A Veyron successor with more power, more space, and a lot more speed.

The Bugatti Veyron is almost gone. Coupes, roadsters, Vitesses, Super Sports are all spoken for—not to mention the 30 different special editions—but fret not. Bugatti started working on the Veyron replacement four years ago, a coupe likely to be called Chiron (pronounced Shir-on). (More about that name below.)

With about 1,500 hp and a 0-62 mph acceleration time under 2.5 seconds, the new Chiron will be lighter and more responsive and handle better than its predecessor, talents of particular importance to Bugatti lover, owner, and senior keeper of the brand Ferdinand Piëch. Although the new Chiron is being derived from existing carbon-fiber architecture, 92 percent of the parts will be new or modified to enhance rigidity and keep poundage off.

After considering several drivetrain options, carrying over the 8.0-liter, quad-turbocharged W-16 engine made the most sense. To push power output from 1,200 to 1,500 hp, direct fuel injection is introduced and boost pressure is increased, with at least two of the four turbochargers now powered electrically. The fast-acting e-turbos should promptly provide torque—likely to peak again around 1,100 lb-ft—which will be delivered via a seven-speed dual-clutch transmission and dispersed through torque-vectoring, all-wheel drive.

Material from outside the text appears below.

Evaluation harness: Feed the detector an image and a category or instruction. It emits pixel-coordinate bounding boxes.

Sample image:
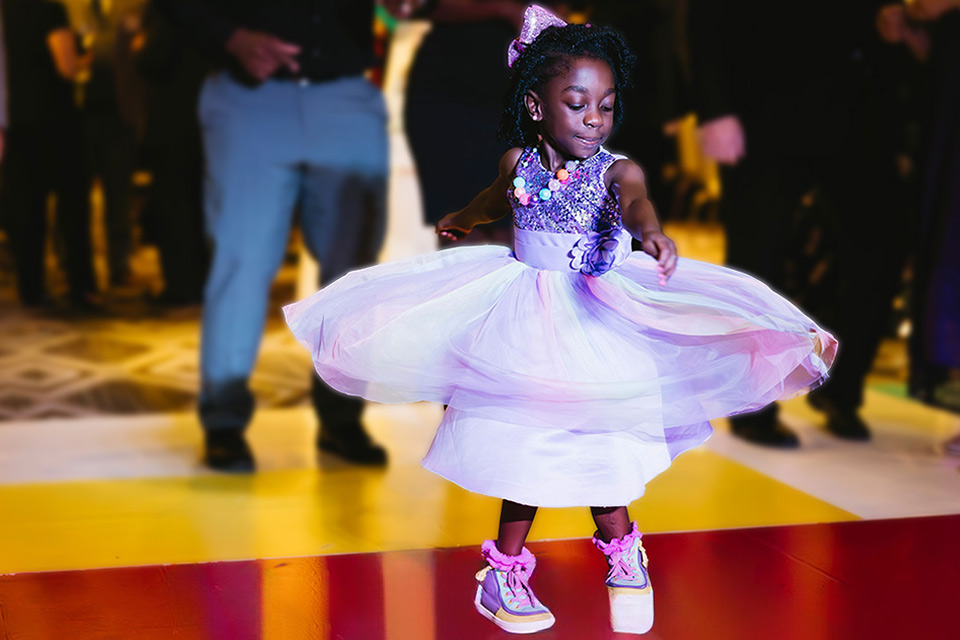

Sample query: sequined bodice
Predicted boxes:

The unconfirmed top speed of the new Franco-German monster coupe is 288 mph, making it some 18 mph faster than the Veyron Super Sport. Active air deflectors will help the Chiron get up to that speed, and carbon-ceramic brakes and a massive rear wing that acts as an air brake will help slow it down.

Inside, three round analog instrument dials prevail, although a speedometer, with a hitherto unseen 312 mph (500 kph) peak, replaces the tachometer in the middle as the largest, most prominent face. We expect to see an interior very different from the Veyron, one that is more spacious and corrects the Veyron’s slightly offset driving position, complex ergonomics, excessively wide A-pillars, and poor visibility. During a concept drive, Piëch and VW Group chairman Martin Winterkorn complained about the Chiron’s door concept, which is reportedly handicapped by excessively wide sills and a narrow opening angle. Piëch proposed a solution in which the door and the outer part of the sill swing up together. The change would provide much easier entry and exit—and necessitate extensive and costly re-engineering. We don’t know whether chief designer Achim Anscheidt and CEO Wolfgang Dürheimer were willing and able to comply, but we know that the Chiron’s launch has been pushed back from 2015 to 2016.

To bridge the gap and to keep the workforce busy, management is considering building a small additional batch of Bugatti Speedsters, which would put a bespoke body on the existing car, à la Lamborghini’s Reventon, Sesto Elemento, and Veneno. So perhaps the Veyron isn’t really dead just yet. When it is, though, the Chiron will come to life and wear a price tag just under 2 million euros ($2.5 million).

Bugatti loves Monégasque racing driver Louis Chiron almost as much as Chiron loved the lonely, wealthy women who backed his early racing efforts in his 2.3-liter supercharged Bugatti Type 35B. Bugatti’s owner, Volkswagen, already posthumously honored him once by commissioning an EB110 successor, named the 18/3 Chiron, from design house ItalDesign. Built on the bones of a Lamborghini Diablo VT, the concept coupe (below) with a 6.3-liter W-18 engine bowed at the 1999 Frankfurt Motor Show and influenced the production Veyron that followed several years later.